Il duello fra il ministro e il leader descamisado può segnare la fine del grillismo

La seconda fase del grillismo assomiglia in parte alla prima, con il rinnovato duello fra l’azzimato Luigi Di Maio e il descamisado Alessandro Di Battista per la guida del M5s. Senza ormai più inibizioni, tornato dalle sue lunghe vacanze iraniane dov’era andato in cerca d’ispirazione, l’ex deputato ha detto che i Cinque stelle hanno bisogno di un congresso. Dibba è dunque in campagna elettorale, con il solito contorno di fregnacce terzomondiste e no global con una decina di anni di ritardo. Ma anche Di Maio non è da meno, nei suoi panni di ministro degli Esteri, ormai già consumato nel ruolo di steward a Pratica di Mare e Ciampino. Il M5s dovrà ancora convivere con il rinnovato scontro, che va avanti dal giorno in cui il partito di Grillo era un movimento di protesta. La differenza rispetto a qualche mese fa è che c’è anche un terzo incomodo, stavolta: Giuseppe Conte. Il premier ambisce a una qualche leadership, non è ancora chiaro se del M5s o del presunto partito di Conte. Per Di Maio è più semplice sfidare Dibba, che sembra sempre pronto a salire e concionare su un palco con un casco in mano, pronto a spaventare i moderati. Di Maio, di fronte a Dibba, può sempre presentarsi come quello “normale” (si fa per dire); un politico ormai di lungo corso che ha fatto il vicepresidente della Camera, il vicepresidente del Consiglio e il ministro degli Esteri.

 

 

 

Di Maio e Dibba insomma si giocano le spoglie del M5s, che per la prima volta da quando esistono si trovano di fronte a un bivio. La scissione è possibile, diversamente da prima, anche perché Conte è un elemento di instabilità per il M5s. I sondaggi dicono che è l’unico che si salva del governo, il che va a scapito degli ego di ministri e altri leader di partito. E se Di Maio è il M5s che s’è fatto casta, Dibba resta il fasciocomunista delle origini.

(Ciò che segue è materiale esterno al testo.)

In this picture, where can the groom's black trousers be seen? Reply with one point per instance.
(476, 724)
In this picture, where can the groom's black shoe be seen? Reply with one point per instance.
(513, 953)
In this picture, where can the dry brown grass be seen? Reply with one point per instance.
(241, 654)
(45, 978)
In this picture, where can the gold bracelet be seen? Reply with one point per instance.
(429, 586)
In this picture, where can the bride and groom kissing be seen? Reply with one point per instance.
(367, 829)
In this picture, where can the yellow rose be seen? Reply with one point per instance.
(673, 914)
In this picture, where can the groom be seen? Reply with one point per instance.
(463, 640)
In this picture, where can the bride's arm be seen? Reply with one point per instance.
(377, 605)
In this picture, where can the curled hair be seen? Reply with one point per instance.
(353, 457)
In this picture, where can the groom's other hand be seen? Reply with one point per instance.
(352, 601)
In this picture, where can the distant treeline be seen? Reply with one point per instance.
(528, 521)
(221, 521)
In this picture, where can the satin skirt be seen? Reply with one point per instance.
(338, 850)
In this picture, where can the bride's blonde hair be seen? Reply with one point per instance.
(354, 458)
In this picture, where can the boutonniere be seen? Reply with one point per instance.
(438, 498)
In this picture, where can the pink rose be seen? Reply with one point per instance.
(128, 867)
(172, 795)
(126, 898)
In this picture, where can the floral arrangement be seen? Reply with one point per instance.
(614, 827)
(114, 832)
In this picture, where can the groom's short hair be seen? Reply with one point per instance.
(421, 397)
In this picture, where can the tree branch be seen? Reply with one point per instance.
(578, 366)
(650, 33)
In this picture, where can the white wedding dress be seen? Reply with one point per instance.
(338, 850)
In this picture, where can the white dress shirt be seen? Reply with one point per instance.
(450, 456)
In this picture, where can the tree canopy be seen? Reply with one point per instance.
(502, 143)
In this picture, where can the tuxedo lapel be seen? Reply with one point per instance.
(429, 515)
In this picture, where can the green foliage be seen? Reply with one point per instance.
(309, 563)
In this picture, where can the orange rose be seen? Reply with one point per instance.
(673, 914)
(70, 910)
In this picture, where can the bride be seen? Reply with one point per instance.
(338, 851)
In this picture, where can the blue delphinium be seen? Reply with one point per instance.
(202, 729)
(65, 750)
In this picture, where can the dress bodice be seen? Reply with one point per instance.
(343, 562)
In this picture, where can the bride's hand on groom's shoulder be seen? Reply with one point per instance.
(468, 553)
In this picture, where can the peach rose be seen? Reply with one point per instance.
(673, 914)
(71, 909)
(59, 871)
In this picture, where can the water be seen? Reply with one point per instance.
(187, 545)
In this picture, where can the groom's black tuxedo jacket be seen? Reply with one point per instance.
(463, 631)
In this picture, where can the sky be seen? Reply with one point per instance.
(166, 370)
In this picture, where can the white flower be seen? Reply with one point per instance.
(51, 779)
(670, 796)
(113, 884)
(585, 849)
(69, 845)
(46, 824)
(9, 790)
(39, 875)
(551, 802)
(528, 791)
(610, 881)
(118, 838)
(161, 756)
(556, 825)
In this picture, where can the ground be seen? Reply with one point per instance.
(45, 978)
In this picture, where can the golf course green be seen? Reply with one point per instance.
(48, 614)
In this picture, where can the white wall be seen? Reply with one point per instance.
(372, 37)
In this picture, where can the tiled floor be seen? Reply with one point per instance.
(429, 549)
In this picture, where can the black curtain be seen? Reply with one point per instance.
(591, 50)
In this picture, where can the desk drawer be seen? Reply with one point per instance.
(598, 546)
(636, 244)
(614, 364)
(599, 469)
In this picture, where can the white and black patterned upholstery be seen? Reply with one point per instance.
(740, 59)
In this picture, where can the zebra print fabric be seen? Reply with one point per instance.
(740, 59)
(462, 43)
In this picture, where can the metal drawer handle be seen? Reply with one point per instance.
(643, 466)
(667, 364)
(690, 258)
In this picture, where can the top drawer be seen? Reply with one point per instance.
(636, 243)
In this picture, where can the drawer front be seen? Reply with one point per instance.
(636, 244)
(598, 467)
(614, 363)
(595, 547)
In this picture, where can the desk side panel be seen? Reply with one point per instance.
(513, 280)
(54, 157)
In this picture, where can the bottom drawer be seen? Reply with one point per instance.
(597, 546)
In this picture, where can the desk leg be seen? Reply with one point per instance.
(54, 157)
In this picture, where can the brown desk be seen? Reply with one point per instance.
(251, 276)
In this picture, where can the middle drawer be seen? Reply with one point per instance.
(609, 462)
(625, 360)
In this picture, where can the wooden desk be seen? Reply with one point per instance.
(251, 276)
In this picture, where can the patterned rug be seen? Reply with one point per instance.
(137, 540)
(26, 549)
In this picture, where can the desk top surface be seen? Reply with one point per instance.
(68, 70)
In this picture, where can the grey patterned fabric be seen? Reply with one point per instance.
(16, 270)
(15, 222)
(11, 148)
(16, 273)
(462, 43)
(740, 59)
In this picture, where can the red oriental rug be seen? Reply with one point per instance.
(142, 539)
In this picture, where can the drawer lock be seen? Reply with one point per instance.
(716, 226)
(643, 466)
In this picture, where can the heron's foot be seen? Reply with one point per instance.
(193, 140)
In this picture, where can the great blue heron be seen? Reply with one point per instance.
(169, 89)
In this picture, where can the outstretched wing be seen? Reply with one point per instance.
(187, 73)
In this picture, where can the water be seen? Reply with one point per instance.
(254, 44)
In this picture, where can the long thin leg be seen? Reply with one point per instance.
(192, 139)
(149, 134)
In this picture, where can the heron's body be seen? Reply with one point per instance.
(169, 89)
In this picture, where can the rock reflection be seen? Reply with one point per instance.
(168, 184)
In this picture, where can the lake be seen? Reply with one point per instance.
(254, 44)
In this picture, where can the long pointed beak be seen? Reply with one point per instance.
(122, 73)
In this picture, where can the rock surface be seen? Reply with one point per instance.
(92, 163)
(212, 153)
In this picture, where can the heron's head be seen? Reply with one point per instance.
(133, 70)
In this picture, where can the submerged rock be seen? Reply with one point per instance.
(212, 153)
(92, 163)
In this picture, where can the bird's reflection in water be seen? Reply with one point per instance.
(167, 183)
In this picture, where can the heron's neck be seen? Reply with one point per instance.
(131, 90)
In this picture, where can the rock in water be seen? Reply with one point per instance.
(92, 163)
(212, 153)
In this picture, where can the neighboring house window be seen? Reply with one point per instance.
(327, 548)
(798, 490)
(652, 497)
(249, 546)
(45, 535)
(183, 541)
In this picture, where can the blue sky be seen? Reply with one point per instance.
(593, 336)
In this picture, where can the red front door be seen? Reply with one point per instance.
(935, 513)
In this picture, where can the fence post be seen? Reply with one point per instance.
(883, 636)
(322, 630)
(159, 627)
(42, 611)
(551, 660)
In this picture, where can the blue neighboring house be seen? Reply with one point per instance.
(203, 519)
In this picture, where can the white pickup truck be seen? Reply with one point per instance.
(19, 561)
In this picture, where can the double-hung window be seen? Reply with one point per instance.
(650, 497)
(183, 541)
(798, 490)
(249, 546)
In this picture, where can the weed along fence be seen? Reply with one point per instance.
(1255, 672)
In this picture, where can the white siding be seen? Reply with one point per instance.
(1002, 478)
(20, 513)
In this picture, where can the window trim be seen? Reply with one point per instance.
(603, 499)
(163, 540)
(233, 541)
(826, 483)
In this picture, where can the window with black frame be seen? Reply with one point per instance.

La polarizzazione è destinata ad aumentare, anche perché da una parte Di Maio sarà insidiato dalle ambizioni di Conte, dall’altra Dibba cercherà di recuperare la paccottiglia antiestablishment rimasta disorientata. E più lo scontro sarà vero, più saranno elevate le possibilità di osservare uno spassoso processo al grillismo. Forse è il caso di recuperare qualche pacchetto di popcorn avanzato a Renzi.